Reaching for Success
That solid advice has helped Raymond build an impressive career in sales. Over the years she has held roles in sales business development in diverse industries, starting in media advertising. After transitioning to the account side and a commission sales role, she embraced the challenge and learned to really hit the pavement, as she says.
Next she was presented with the opportunity to join Garda Cash Logistics in business development, where she partnered with treasury management sales consultants in her first exposure to banking, a field that interested her since she comes from a banking family. As cash management is just a fraction of treasury management, she set her sights on learning more, which she finds to be one of the elements that intrigues her most about any given job—the chance to always expand your knowledge in a quest to find your niche. Six years ago she was given the opportunity to join Wells Fargo in New York—and she jumped at the chance even though it was all new: new market, new product and new industry.
And that’s how she was able to attain the professional achievement she is most proud of to this day—earning a spot in the President’s Club, which is reserved for the top echelon of sales people, and which many tenured employees never achieve, in only her first year on the job. It was especially exciting because the final client that pushed her to the top came just in the nick of time on New Year’s Eve.

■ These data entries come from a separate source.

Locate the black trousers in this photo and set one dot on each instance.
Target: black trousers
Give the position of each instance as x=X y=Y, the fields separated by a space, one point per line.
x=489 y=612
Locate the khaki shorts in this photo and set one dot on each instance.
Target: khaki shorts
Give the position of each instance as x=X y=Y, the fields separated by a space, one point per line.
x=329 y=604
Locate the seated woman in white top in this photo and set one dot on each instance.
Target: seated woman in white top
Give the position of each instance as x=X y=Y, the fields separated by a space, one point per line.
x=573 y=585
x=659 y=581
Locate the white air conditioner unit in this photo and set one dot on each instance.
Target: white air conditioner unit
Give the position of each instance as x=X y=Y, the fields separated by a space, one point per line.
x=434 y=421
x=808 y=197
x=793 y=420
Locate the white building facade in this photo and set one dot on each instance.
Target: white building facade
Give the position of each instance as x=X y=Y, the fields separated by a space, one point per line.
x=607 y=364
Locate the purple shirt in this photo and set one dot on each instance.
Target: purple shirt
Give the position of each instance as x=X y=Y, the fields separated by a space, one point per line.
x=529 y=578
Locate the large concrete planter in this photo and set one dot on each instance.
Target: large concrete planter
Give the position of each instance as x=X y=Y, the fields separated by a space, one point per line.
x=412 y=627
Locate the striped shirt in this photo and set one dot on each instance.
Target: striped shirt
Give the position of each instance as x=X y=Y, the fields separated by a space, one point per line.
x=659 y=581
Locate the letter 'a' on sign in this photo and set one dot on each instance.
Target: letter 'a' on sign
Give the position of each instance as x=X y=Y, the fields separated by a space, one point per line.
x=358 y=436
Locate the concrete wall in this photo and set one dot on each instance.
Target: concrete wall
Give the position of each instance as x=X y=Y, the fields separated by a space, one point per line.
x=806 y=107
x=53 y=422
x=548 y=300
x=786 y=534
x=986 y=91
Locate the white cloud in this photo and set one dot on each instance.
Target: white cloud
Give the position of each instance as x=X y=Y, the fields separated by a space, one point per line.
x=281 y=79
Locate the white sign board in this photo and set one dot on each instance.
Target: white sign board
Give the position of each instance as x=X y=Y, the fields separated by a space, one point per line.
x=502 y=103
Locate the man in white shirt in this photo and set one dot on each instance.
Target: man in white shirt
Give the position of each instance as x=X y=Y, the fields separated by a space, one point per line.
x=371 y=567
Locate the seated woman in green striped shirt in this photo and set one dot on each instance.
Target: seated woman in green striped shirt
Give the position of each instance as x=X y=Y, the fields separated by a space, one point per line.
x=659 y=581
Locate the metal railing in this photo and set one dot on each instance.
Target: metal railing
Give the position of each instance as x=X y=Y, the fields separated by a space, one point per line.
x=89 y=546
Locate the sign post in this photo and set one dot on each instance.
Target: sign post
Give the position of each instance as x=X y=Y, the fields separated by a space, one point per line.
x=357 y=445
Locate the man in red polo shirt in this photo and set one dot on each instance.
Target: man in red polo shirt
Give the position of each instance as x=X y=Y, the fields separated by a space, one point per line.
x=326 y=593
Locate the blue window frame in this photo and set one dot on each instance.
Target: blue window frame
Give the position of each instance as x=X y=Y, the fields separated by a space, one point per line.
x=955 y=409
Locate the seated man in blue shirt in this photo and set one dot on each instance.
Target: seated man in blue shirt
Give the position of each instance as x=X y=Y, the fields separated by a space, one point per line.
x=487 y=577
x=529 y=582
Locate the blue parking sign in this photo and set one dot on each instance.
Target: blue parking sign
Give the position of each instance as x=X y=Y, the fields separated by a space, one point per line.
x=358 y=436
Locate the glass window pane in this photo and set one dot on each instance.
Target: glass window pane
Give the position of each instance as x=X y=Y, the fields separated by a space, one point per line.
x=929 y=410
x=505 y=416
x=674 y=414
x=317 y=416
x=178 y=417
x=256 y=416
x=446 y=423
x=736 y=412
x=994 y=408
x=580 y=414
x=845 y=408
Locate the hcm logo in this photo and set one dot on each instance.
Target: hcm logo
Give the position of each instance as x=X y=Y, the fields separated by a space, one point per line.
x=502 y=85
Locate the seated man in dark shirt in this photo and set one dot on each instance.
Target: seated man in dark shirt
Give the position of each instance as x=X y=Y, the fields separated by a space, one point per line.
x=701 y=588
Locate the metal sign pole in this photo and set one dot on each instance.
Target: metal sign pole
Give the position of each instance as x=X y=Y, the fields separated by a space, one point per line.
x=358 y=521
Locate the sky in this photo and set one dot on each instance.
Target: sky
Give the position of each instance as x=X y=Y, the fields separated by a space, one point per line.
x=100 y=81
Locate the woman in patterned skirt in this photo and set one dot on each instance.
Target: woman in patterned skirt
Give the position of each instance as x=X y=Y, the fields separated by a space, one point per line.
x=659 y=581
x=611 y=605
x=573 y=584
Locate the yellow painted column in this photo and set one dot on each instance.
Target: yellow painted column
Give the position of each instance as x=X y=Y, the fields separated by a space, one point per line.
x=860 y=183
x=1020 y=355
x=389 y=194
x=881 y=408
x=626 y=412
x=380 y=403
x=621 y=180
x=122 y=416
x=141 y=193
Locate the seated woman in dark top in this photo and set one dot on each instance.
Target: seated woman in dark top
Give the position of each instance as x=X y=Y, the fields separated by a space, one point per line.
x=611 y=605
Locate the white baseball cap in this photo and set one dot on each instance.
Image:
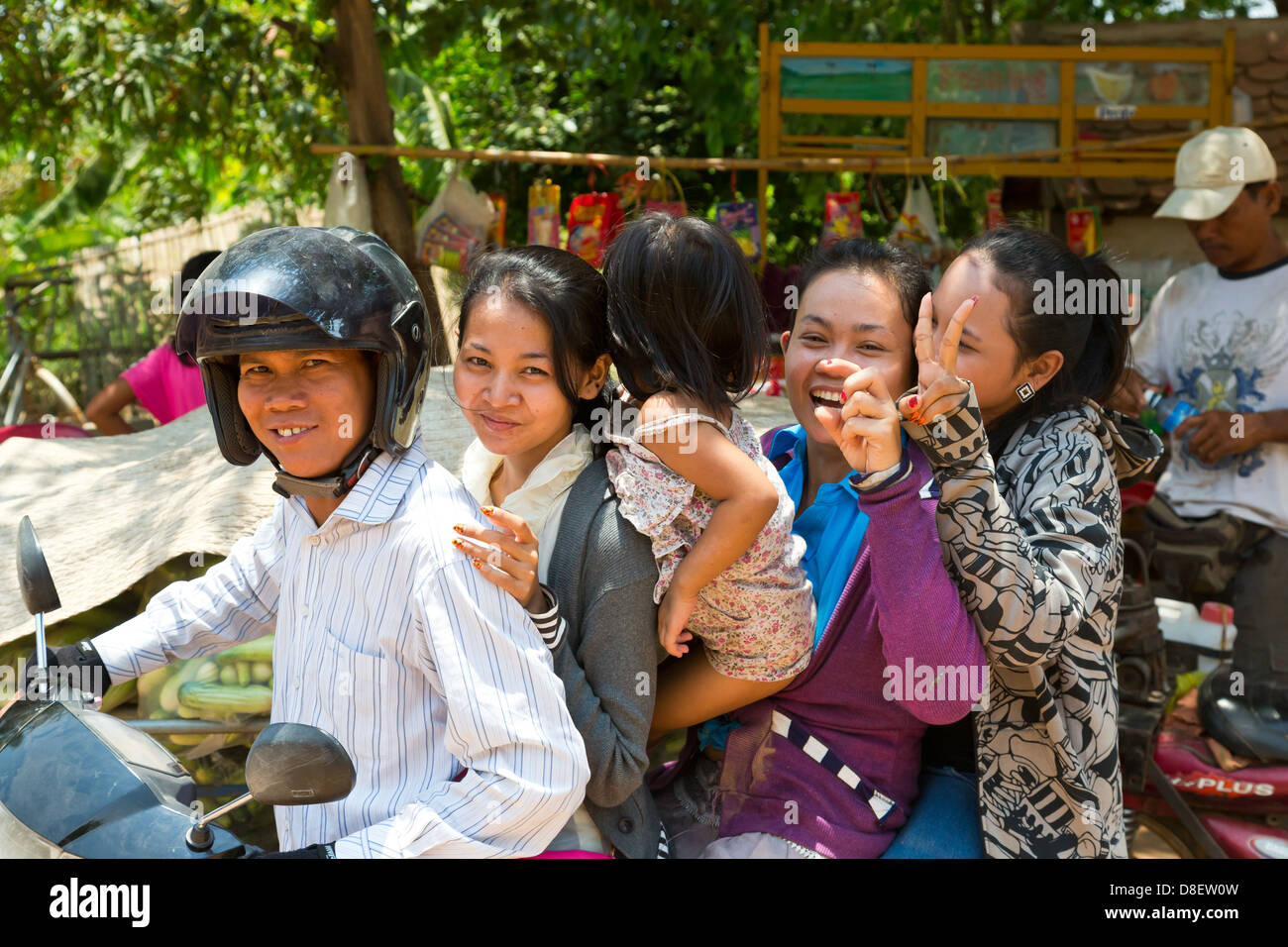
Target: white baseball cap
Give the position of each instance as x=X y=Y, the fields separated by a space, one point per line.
x=1211 y=170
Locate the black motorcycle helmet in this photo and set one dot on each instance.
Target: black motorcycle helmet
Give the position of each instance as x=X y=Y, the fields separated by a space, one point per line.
x=300 y=287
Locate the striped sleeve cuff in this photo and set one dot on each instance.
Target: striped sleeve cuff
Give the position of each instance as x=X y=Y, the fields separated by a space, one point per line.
x=130 y=650
x=550 y=624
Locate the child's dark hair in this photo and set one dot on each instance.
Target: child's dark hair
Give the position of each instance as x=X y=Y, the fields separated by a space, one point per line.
x=1094 y=341
x=684 y=311
x=561 y=287
x=898 y=266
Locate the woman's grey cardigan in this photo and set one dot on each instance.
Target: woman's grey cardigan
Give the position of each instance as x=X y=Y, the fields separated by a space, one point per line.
x=603 y=574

Since then she was recruited to join the commercial banking department, where she is currently a business development officer. As greater New York is considered an expansion market for the commercial side of Wells Fargo, she finds it exciting to be part of the growth initiatives and rewarding to onboard new clients and help them succeed.
As the banking industry is notoriously male-dominated, it can be easy for women to lose their identity and get discouraged, she finds. “But it’s important to take the lead and know your worth—to take initiative and speak up. There are times women keep their mouth shut when it’s important to voice your opinion,” Raymond says.
Embracing Diversity Inside and Outside the Workplace
Raymond says she has never worked for a company that’s so focused on diversity and inclusion as Wells Fargo. “They make an effort for everyone to feel at home, and it’s helped me find my niche and thrive,” she says.
One of her most pivotal moments was having the honor of meeting Stephanie Smith when participating in the Wells Fargo Diverse Leaders group. Raymond says that Smith shared how she came out as soon as she graduated from college so has spent her whole career being authentically open about her orientation. “It can be hard to find your confidence when you’re not being your true self.” She herself finds that there are a lot of assumptions around being a woman and being LGBTQ. “I often having people saying that I don’t look gay, and for me that’s an invitation to break the barriers down on a daily basis so we can treat everyone as equals.”
As cochair for the Wells Fargo Pride Team Member Network in New York City, she helps organize networking and mentoring opportunities within the organization and oversees the bank’s participation in Pride March and the AIDS Walk. “It’s great to be behind the scenes, helping making the ideas a reality,” she says. She also has joined a Wells Fargo team to participate in Cycle for the Cause in September, a three day bike ride from Boston to New York that raises funds to help find a cure for AIDS.
Always up for activity and adventure, Raymond enjoys traveling, and as a skiing aficionado has skied in the Alps and Canada and around the country. And, as a Philadelphia native with two older brothers, she says she is obsessed with Philadelphia sports. “But most of all I love spending time with my family, which helps me recharge and be ready to come back to work.”